1993 Da Ye Oolong

da ye oolong dry leaf

I received this tea as a 3g sample along with my recent purchases from “House of Tea, an amount which is usually acceptable for steeping gong-fu / Asian style in one of my 100ml capacity clay gaiwans.

It’s an aged Oolong, a 1993 vintage of the Da Ye cultivar, from Nantou County in Taiwan.

This was my first encounter with an aged Oolong, and I was keen to give it a whirl.

As I understand it, (and please do correct me if I’m wrong and you know better) the base technique after the usual Oolong initial processing involves careful storage in earthenware jars in a cool, dry environment, and periodical re-roasting to drive off any unwanted moisture.

The steeping water was at about 95°C. As I was dealing with both an Oolong as well as an aged tea, I gave the tea an initial 5 second rinse in order to remove as much tea dust as possible, as well as to begin the process of warming and opening up the leaf.

I started off with a 15 second infusion, and increased the length of each subsequent steeping by 5 seconds.

As with all ball Oolongs it takes a couple of infusions before the leaves have begun to unfurl properly and release good flavour into the gaiwan, but on the 3rd steeping things really started getting interesting.

The best way I can describe the flavour is as the smooth baked sweet biscuity taste of a dark Oolong, but with the wet leather and wood aspects of a good sheng Pu-erh coming around the sides.

I also got suggestions of a maddeningly hard to identify fruitiness that might have been grape or plum, as well as a fleeting floral note that came and went with the fourth infusion.

da ye oolong steeped

One thing that seemed to linger on the palate was what I can only describe as a “new book” kind of aroma.

Sometimes with a new tea you have one of those Lieutenant Columbo-esque “just one more thing” moments, when it dawns on you that things are not quite as straightforward as you think.

In this case I got the feeling that the tea was holding out on me somewhat, despite its obvious charms.

I’m not sure, but I got the feeling that maybe I could have squeezed more out of the tea if only I’d had a little more leaf in the gaiwan, or maybe if the water had been a bit hotter, and I’d steeped a few seconds more…

Apparently, it seems as though the market for this type of tea is becoming as silly as the Pu-erh scene once did.
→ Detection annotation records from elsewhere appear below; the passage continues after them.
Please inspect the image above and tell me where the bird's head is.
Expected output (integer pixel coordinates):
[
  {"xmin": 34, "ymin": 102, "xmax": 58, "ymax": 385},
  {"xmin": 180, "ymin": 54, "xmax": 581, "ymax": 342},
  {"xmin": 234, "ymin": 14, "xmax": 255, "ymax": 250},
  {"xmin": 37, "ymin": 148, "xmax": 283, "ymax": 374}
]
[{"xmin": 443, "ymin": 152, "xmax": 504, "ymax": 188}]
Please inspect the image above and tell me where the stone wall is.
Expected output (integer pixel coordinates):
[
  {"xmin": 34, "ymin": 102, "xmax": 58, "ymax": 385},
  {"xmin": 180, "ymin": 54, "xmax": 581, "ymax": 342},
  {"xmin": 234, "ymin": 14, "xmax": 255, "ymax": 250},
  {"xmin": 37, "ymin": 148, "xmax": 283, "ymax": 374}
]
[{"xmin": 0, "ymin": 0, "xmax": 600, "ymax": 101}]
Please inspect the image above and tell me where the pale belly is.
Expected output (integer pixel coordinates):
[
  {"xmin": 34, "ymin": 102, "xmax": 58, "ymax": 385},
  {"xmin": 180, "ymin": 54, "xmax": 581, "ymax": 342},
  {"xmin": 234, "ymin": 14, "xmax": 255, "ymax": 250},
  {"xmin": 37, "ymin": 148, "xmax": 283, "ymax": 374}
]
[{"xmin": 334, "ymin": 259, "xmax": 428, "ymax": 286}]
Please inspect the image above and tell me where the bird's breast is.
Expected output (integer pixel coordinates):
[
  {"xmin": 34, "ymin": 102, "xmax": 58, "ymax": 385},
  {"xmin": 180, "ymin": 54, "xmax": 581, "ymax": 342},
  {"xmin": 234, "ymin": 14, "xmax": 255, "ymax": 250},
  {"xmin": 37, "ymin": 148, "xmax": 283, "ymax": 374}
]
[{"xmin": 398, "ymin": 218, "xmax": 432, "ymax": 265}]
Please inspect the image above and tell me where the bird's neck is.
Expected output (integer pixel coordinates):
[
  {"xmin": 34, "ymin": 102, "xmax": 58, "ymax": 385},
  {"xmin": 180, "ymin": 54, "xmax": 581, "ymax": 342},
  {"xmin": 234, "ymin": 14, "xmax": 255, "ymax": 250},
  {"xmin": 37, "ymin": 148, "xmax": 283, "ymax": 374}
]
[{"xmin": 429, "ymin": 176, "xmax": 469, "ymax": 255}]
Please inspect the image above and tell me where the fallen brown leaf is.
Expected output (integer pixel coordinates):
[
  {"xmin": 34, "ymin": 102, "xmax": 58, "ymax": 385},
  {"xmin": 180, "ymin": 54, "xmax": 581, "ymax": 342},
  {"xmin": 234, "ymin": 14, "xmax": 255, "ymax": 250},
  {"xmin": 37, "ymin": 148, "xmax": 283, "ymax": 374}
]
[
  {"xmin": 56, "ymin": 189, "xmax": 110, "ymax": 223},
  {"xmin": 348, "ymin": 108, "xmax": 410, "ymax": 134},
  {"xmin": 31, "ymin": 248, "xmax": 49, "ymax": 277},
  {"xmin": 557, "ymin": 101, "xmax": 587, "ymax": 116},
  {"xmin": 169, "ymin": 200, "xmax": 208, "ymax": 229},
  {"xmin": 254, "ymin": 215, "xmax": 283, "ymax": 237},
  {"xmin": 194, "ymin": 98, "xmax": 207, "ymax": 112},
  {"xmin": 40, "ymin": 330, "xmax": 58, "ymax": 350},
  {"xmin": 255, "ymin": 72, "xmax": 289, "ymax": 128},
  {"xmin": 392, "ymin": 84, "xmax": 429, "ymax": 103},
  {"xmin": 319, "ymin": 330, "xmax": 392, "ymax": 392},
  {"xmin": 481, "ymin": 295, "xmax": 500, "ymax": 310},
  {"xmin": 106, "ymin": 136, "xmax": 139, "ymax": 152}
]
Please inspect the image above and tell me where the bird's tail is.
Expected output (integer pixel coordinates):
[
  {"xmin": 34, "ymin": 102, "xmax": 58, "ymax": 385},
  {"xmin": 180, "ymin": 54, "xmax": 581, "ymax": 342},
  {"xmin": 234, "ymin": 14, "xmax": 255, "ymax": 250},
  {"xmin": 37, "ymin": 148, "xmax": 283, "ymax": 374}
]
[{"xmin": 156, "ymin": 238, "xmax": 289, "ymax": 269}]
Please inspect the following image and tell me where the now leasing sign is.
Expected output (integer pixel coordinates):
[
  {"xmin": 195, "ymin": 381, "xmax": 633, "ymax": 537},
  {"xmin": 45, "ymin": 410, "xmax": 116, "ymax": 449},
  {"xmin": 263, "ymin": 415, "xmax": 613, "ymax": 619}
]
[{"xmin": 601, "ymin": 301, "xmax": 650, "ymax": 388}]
Prices for the good stuff are rocketing, and as a consequence fakes are being passed off as something they sadly are not. The best advice seems to be stick to buying from a dealer you know and trust, and if it looks too good to be true it probably ain’t what you hope it is.

When push comes to shove the pertinent question with a free sample has to be “but would you actually buy it in the future?”

I do have to say that yes, I do believe I would. I’d like to have another shot at steeping it just to make sure that I had a better understanding of how an aged Oolong sits in comparison with raw and ripe Pu-erh, or even a Fujian Tulou Laocha.

Speaking of aged teas, Liu Bao seems to be popping up on the old tea-radar more and more, and who am I to argue with the power of synchronici-tea?